Adal jadi paham kenapa ada orang Papua yang meminta tanahnya bebas dari Republik Indonesia. Dengan melihat dan merasakan sendiri dia paham kalau negeri ini sebenarnya rapuh karena pemerintahnya banyak lebih mementingkan diri mereka sendiri. Adal juga bisa membuktikan sendiri kalau orang Papua tidak seburuk yang selama ini kita lihat di berita. Mereka adalah orang yang tulus, hangat dan bersahabat.

Bermodal Restu Ibu

” Dari kecil saya menghormati merah putih, kalau tidak melihat sendiri Indonesia itu seperti apa, rugi saya”, Begitu katanya sambil menghisap sebatang kretek.

Sebuah pernyataan jujur yang membuat saya berpikir. Selama ini Indonesia memang hanya kita lihat dari sekotak tivi, sekotak monitor atau berlembar-lembar koran dan majalah. Tanpa kita sadari ada banyak persepsi yang muncul sendiri, terbangun oleh berita-berita itu. Kalau kita tidak lihat sendiri kita tidak akan tahu kebenarannya. Adal memilih untuk melihat dan merasakannya sendiri.

?Saya sering ditanya orang Papua, bagaimana pendapat orang di luar sana tentang Papua? ? Kata Adal, dan dia selalu menjawab kalau di luar sana orang selalu mengagumi keindahan Papua.

Setengahnya benar dan setengahnya lagi bohong hanya untuk menyenangkan mereka yang bertanya. Tapi Adal mungkin bisa meyakinkan kita kalau sebenarnya Papua memang indah dan tak seburuk yang disangka banyak orang. Dan semua itu bisa dia ucapkan karena memang dia sendiri yang menjalani dan melihatnya sendiri.

Perjalanan panjangnya ke pelosok Papua sering membuatnya dicecar pertanyaan : kamu pakai jimat apa? Tidak mengherankan, karena masuk ke sebuah tempat baru apalagi yang selama ini kita tahu sebagai tempat yang berbahaya tentu butuh keberanian lebih dan kadang modal yang tidak biasa.

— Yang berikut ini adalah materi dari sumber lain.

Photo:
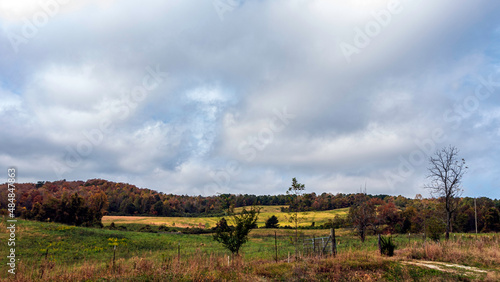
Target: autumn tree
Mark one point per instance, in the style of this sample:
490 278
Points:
272 222
362 215
445 173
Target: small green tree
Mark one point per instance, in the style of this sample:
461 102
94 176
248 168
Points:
435 228
233 237
272 222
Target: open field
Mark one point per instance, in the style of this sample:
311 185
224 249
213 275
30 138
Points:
51 251
306 218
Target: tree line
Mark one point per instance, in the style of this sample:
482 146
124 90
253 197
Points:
84 203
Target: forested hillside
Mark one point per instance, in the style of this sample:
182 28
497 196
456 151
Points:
85 202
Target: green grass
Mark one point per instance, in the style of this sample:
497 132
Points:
305 218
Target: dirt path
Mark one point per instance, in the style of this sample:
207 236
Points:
448 267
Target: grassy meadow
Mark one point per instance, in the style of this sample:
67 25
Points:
57 252
306 218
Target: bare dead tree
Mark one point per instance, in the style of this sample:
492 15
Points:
445 173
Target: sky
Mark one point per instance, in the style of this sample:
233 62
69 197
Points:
232 96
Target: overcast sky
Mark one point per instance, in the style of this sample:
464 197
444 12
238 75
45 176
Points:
200 97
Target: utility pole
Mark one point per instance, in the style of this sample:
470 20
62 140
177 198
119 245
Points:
475 213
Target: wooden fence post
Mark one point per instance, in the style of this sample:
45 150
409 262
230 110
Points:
334 242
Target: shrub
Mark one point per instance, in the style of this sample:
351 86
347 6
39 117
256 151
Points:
387 247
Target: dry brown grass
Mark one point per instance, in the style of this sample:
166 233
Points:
482 252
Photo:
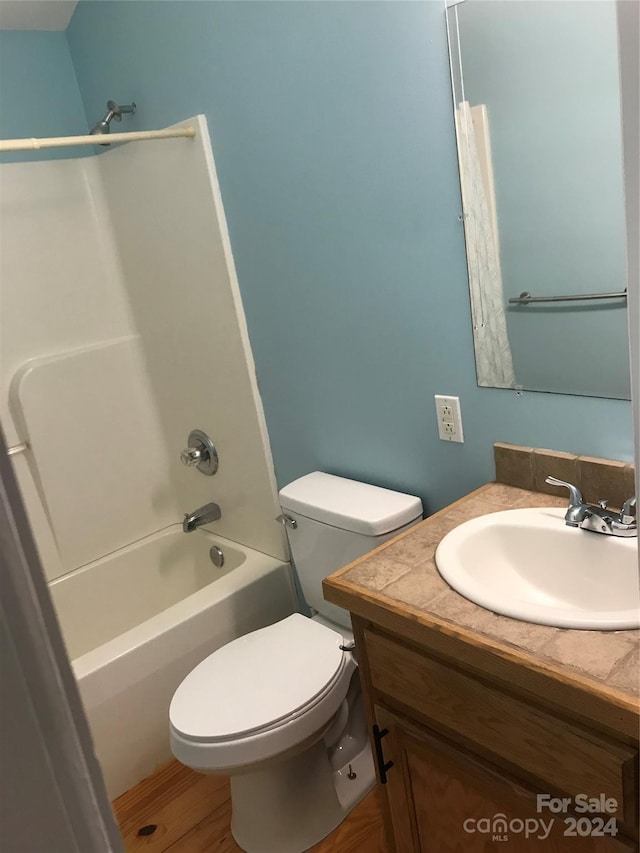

Adal hanya tersenyum setiap ditanya tentang itu. Baginya jimat terbesar yang dia pakai hanya restu ibu. Setiap akan memulai sebuah perjalanan baru Adal selalu menelpon sang ibu di Payakumbuh sana. Jika sang ibu berkata: hati-hati di jalan nak, maka Adal akan melangkah. Dia percaya restu dan doa seorang ibu adalah jimat terkuat yang bisa membuatnya melewati kesulitan sebesar apapun.

Berbekal restu itu juga dia berniat melanjutkan perjalanannya. Setelah setahun di Papua dia harus kembali untuk menghadiri pernikahan sang kakak. Selepas itu dia berniat menjelajah ke Sabang untuk menuntaskan perjalanan dari Merauke ke Sabang walau sebenarnya masih ada dua pulau besar yang belum dia jelajahi, Kalimantan dan Sulawesi.

Bila semua lancar, Adal berniat menjelajah Asia hingga ke Eropa. Modalnya hanya satu juta rupiah dan tentu saja restu sang ibu.

Saya kagum pada lelaki 26 tahun itu. Dia adalah petualang, bukan hanya wisatawan yang datang ke sebuah tempat indah, menikmati alam, memotretnya dan kemudian pulang. Adal mendatanginya, tinggal dan meresapi kehidupan yang sebenarnya. Dia meresapi arti sebenarnya dari sebuah perjalanan.

“Jimat saya hanya satu, restu dari ibu. ” Ah, sungguh luar biasa.